In [2]:
import numpy as np
from pandas import Series, DataFrame
import pandas as pd

In [3]:
dframe = DataFrame(np.arange(12).reshape(4,3))
# dframe is constructed by casting a 4-row by 3-col numpy array as a pandas DataFrame, pre-filled with values 0-11.
# Here the index defaults to [0,1,2,3], the columns to [0,1,2]

In [4]:
dframe

Unnamed: 0,0,1,2
0,0,1,2
1,3,4,5
2,6,7,8
3,9,10,11


In [5]:
# Constructing a DataFrame from a Dictionary:
data = {'City':['SF','LA','NYC'],'Population':[837000,3880000,8400000]}
city_frame = DataFrame(data)
# Creates a DataFrame with columns labeled City and Population, indexes of [0,1,2]
city_frame

Unnamed: 0,City,Population
0,SF,837000
1,LA,3880000
2,NYC,8400000


In [6]:
# Adding a Series to an existing DataFrame:
colors = Series(["Blue","Red"],index=[4,1])
dframe['Color']=colors
# dframe now has a Color column with Blue matched to index 4, Red to 1, and NaN after everything else.
colors

4    Blue
1     Red
dtype: object

In [22]:
#Now we'll learn DataFrames

#Let's get some data to play with.

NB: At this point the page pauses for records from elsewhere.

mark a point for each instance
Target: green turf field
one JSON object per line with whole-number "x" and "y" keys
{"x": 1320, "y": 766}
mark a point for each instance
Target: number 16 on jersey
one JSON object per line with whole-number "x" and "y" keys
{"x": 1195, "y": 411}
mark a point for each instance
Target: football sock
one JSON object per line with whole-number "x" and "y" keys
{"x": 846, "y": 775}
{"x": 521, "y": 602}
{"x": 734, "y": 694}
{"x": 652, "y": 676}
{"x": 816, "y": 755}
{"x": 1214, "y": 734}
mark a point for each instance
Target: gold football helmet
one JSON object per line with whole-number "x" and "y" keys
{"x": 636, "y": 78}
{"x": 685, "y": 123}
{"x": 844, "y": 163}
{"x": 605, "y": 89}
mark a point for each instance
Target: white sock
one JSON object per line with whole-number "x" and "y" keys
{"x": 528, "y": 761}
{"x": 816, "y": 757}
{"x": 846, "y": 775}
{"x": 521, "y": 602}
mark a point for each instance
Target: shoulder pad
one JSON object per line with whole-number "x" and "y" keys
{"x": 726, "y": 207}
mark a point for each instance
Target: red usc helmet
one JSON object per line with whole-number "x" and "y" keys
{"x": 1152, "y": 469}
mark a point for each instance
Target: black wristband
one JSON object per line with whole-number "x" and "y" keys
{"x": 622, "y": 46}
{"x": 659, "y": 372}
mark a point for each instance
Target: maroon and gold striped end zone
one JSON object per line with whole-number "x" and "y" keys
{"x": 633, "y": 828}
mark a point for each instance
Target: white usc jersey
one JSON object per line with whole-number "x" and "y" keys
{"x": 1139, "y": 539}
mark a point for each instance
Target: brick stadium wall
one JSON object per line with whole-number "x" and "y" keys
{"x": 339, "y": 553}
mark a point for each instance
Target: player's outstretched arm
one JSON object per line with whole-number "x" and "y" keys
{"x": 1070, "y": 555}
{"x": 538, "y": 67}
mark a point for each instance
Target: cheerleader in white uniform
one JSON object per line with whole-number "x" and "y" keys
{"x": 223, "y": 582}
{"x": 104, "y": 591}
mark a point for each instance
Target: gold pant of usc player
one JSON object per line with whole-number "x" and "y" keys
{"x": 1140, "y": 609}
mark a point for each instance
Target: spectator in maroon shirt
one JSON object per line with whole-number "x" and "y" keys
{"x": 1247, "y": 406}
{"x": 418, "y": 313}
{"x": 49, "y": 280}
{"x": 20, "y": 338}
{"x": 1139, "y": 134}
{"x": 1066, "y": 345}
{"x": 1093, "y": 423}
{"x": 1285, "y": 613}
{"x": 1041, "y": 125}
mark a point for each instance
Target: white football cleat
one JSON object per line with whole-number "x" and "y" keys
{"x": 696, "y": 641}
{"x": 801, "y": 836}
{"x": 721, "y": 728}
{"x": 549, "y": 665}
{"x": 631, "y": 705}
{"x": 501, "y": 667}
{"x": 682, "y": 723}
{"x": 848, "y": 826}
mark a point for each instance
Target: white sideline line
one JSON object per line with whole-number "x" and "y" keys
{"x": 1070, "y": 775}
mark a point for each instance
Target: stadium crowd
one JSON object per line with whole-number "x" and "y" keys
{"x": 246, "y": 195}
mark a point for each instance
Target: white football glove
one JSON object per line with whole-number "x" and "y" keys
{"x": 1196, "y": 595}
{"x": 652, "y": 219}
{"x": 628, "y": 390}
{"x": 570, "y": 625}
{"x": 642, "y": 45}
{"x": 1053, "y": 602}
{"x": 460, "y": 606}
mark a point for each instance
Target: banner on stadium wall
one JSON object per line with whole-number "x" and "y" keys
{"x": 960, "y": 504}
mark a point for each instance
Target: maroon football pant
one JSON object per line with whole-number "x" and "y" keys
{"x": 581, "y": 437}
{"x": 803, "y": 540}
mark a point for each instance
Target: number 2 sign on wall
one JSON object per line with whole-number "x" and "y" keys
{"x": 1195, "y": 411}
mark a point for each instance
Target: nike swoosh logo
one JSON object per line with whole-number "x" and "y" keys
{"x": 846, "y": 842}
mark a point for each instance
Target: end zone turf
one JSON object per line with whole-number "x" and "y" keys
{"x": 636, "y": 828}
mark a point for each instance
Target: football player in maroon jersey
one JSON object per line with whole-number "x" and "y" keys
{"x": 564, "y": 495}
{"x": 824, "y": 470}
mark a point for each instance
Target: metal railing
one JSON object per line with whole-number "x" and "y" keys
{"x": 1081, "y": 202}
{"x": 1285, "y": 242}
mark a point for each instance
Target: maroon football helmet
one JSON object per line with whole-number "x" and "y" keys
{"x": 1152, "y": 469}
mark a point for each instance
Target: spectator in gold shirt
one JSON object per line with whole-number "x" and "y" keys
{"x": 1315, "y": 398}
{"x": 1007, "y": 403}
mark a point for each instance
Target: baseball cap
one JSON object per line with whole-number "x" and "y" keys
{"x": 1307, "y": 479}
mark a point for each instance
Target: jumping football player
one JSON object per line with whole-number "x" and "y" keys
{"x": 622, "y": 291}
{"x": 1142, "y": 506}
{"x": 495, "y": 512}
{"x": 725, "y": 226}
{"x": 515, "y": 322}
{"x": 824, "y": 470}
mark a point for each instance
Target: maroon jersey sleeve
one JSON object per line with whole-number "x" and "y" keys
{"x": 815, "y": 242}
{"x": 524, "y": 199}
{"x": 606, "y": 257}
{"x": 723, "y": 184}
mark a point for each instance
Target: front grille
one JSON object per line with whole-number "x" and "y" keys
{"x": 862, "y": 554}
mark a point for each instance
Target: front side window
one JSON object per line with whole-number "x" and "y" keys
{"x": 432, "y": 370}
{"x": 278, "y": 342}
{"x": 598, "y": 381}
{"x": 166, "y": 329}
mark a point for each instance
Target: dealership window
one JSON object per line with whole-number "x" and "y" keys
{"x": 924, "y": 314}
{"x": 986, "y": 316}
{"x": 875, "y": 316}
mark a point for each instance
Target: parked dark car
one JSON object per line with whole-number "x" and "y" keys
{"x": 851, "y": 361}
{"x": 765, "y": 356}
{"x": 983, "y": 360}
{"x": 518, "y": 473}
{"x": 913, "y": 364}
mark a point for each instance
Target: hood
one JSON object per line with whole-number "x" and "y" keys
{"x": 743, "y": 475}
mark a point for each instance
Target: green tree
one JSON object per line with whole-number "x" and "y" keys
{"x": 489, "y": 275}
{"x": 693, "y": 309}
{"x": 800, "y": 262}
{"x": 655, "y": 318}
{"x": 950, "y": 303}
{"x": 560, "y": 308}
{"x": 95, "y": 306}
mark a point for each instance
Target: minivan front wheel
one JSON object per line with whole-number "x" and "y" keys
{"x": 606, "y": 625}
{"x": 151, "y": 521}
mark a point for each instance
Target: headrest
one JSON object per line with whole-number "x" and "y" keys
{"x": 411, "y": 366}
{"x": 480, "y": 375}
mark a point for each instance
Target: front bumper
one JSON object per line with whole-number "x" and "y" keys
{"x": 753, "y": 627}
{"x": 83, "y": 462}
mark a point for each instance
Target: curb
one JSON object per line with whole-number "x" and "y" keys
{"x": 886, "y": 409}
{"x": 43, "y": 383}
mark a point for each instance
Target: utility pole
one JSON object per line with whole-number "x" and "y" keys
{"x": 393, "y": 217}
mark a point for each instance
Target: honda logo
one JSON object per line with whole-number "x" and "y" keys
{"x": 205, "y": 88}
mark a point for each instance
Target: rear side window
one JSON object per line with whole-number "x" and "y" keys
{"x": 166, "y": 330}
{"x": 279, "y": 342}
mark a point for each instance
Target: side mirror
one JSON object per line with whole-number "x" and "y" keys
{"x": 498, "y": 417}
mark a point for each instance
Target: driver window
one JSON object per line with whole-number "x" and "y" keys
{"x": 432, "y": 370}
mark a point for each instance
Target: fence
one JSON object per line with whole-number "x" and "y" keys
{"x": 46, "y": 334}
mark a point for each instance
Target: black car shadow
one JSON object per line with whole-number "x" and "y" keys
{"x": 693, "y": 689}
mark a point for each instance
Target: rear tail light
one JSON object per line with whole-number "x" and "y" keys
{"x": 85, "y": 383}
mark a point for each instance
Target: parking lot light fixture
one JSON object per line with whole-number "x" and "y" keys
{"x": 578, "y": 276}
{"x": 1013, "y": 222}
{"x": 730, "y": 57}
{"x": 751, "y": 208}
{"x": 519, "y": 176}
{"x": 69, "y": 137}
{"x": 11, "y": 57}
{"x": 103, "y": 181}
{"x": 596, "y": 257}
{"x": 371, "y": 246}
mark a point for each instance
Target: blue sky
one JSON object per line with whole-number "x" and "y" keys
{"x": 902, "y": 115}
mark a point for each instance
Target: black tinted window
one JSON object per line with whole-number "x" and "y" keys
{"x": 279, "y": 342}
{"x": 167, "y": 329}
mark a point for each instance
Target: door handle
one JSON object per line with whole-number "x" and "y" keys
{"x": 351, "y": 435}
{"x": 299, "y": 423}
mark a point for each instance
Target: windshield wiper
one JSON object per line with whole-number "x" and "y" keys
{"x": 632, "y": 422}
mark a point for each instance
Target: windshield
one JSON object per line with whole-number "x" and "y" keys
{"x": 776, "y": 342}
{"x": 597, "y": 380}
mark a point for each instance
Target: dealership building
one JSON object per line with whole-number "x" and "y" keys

How about the NFL?
import webbrowser
website = 'http://en.wikipedia.org/wiki/NFL_win-loss_records'
webbrowser.open(website)

True

In [23]:
#Copy and read to get data
nfl_frame = pd.read_clipboard()

In [37]:
#Show
nfl_frame


Unnamed: 0,Rank,Team,Won,Lost,Tied,Pct.,First NFL Season,Total Games,Division,Stadium
0,1,Dallas Cowboys,493,367,6,0.573,1960,866,NFC East,Levi's Stadium
1,2,Green Bay Packers,730,553,37,0.567,1921,1320,NFC North,Levi's Stadium
2,3,Chicago Bears,744,568,42,0.565,1920,1354,NFC North,Levi's Stadium
3,4,Miami Dolphins,439,341,4,0.563,1966,784,AFC East,Levi's Stadium
4,5,New England Patriots,476,383,9,0.554,1960,868,AFC East,Levi's Stadium
5,6,New York Giants,684,572,33,0.543,1925,1289,NFC East,Levi's Stadium
6,7,Denver Broncos,465,393,10,0.541,1960,868,AFC West,Levi's Stadium
7,8,Minnesota Vikings,457,387,10,0.541,1961,854,NFC North,Levi's Stadium
8,9,Baltimore Ravens,181,154,1,0.54,1996,336,AFC North,Levi's Stadium
9,10,San Francisco 49ers,522,450,14,0.537,1950,986,NFC West,Levi's Stadium


In [38]:
# We can grab the oclumn names with .columns
nfl_frame.columns

Index(['Rank ', 'Team ', 'Won ', 'Lost ', 'Tied ', 'Pct. ',
       'First NFL Season ', 'Total Games ', 'Division', 'Stadium'],
      dtype='object')

In [39]:
#Lets see some specific data columns
DataFrame(nfl_frame,columns=['Team','First Season','Total Games'])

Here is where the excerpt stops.